The ongoing Iran war has caused disruptions in the global oil market, with a greater impact expected on products like jet fuel and diesel rather than on crude oil, as per a report by Goldman Sachs Group analysts. The conflict, which began on February 28 and has entered its third week, has led to a halt in oil and product exports through the Strait of Hormuz, along with attacks on energy infrastructure in the Middle East. This situation has forced crude producers to reduce output and suspend some refinery operations.
While crude prices have risen by over 40 percent since the conflict started, petroleum products such as jet fuel and diesel have seen even higher price increases. In certain parts of Asia, fuel costs have doubled, prompting countries like China, Thailand, and South Korea to limit exports to safeguard local markets. The war has impacted the ability of Persian Gulf producers to export refined products, resulting in refinery shutdowns and reduced flows of crude suitable for producing fuels like diesel.
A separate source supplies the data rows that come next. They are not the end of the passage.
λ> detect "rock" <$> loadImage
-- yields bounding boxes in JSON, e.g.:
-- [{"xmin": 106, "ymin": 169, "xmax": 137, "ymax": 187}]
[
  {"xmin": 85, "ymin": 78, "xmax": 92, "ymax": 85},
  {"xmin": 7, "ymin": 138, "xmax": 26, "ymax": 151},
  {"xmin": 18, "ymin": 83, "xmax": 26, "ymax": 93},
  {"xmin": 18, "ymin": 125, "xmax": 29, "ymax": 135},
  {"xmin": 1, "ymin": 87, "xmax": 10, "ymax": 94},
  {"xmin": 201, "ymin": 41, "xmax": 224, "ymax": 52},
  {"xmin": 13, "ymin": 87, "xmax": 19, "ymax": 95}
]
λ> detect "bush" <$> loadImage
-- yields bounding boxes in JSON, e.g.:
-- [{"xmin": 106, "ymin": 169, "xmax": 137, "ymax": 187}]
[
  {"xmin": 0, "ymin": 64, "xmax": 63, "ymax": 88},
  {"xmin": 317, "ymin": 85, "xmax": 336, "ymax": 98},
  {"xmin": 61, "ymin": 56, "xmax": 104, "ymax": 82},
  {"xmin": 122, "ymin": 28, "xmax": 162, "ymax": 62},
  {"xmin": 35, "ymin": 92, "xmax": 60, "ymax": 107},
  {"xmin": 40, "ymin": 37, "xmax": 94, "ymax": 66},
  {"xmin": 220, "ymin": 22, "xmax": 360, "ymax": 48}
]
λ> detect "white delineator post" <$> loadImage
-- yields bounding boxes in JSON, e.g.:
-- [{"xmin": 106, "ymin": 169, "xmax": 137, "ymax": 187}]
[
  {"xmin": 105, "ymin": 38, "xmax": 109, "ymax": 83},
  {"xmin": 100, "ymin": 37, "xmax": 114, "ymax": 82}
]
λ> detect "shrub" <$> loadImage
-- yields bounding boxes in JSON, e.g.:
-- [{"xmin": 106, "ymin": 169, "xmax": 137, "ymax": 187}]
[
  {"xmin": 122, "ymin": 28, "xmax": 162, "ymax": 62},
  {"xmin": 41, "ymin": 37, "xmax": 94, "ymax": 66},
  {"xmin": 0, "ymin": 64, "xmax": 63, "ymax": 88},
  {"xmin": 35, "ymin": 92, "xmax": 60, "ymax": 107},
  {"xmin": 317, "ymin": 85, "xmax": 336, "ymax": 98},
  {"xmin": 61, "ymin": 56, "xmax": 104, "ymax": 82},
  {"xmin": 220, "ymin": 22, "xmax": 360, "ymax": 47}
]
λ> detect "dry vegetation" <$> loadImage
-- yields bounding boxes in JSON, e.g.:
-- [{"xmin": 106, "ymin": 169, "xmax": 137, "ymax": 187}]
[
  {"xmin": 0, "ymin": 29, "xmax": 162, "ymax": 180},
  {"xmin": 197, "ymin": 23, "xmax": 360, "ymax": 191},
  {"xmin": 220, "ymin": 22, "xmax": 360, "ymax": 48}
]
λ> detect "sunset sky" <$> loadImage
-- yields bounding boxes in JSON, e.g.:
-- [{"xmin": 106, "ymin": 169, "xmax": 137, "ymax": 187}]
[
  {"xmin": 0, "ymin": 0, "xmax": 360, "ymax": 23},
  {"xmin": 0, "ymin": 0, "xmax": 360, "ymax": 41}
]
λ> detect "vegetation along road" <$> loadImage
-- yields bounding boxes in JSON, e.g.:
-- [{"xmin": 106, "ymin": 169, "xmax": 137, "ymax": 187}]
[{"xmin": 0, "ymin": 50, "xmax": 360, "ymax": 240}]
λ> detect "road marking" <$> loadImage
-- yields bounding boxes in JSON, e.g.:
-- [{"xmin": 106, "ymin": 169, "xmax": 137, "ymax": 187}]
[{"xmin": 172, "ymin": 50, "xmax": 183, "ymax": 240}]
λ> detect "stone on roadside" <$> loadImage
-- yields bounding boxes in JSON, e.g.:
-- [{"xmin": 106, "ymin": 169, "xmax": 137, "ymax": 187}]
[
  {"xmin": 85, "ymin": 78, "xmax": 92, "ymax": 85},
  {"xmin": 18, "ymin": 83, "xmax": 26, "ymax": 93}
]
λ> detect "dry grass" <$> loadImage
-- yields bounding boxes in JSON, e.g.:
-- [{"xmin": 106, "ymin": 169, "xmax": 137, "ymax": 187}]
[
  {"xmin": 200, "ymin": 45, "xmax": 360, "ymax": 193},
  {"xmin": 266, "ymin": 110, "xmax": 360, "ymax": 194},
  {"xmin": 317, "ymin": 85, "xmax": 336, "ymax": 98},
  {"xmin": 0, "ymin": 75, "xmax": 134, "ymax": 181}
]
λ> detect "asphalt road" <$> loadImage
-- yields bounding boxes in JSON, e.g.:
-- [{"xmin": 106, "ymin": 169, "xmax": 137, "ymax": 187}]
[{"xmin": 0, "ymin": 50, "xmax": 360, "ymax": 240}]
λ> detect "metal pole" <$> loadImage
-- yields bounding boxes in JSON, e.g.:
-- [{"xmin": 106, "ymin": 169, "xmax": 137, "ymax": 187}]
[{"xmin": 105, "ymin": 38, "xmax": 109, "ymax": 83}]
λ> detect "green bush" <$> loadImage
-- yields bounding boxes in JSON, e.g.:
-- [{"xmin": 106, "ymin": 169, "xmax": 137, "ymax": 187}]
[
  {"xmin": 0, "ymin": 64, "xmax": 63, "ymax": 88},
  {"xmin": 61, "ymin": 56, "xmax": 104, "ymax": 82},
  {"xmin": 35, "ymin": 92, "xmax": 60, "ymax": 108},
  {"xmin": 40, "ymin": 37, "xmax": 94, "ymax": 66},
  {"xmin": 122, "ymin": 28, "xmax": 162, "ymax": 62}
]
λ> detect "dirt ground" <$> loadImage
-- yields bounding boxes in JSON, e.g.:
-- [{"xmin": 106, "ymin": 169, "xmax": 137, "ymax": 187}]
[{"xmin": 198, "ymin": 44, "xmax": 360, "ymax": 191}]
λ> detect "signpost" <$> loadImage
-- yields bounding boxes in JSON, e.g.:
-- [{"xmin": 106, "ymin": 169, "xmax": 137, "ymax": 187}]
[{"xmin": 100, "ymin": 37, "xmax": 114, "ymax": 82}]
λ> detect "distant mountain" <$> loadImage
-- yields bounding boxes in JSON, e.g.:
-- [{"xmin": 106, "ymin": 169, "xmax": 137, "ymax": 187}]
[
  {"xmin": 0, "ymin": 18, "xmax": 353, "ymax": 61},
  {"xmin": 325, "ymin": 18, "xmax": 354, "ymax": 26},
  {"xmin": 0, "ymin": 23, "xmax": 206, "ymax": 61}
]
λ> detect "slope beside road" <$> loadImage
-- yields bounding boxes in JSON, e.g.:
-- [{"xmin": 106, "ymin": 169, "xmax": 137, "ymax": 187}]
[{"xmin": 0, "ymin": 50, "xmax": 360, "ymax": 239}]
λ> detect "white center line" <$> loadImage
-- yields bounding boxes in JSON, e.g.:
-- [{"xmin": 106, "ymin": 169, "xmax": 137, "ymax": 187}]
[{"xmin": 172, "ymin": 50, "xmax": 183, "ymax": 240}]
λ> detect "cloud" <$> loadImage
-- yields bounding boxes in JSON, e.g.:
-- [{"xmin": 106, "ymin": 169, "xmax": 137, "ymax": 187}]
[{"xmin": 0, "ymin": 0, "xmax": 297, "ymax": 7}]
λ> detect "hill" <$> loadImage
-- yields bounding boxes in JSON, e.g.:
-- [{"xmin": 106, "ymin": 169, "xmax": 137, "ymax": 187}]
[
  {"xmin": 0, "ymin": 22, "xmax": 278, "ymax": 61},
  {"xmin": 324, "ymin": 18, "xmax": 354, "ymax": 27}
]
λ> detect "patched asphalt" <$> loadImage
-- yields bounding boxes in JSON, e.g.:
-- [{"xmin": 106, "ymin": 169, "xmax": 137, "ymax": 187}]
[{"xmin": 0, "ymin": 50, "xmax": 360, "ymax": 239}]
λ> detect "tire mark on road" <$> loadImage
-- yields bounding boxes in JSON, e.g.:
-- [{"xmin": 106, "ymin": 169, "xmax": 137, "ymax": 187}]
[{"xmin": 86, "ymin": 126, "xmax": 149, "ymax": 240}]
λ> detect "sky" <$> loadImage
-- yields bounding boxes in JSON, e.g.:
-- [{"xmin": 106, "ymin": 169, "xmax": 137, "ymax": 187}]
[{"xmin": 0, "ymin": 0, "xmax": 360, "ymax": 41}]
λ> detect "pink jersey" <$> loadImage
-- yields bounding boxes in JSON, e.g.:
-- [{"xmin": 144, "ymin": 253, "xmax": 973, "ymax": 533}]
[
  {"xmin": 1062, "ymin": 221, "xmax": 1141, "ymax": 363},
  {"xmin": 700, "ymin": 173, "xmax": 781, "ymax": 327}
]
According to the Goldman analysts, nearly 60 percent of typical crude exports from the Persian Gulf consist of medium and heavy crude, crucial for producing jet fuel, diesel, and fuel oil, with limited alternative producers outside the Middle East. The global disruption caused by the conflict is also expected to affect ‘naphtha,’ a refining byproduct used in petrochemical production, and jet fuel. Asia imports around 50 percent of its ‘naphtha’ from the Persian Gulf, while Europe relies on the region for 40 percent of its jet fuel supply.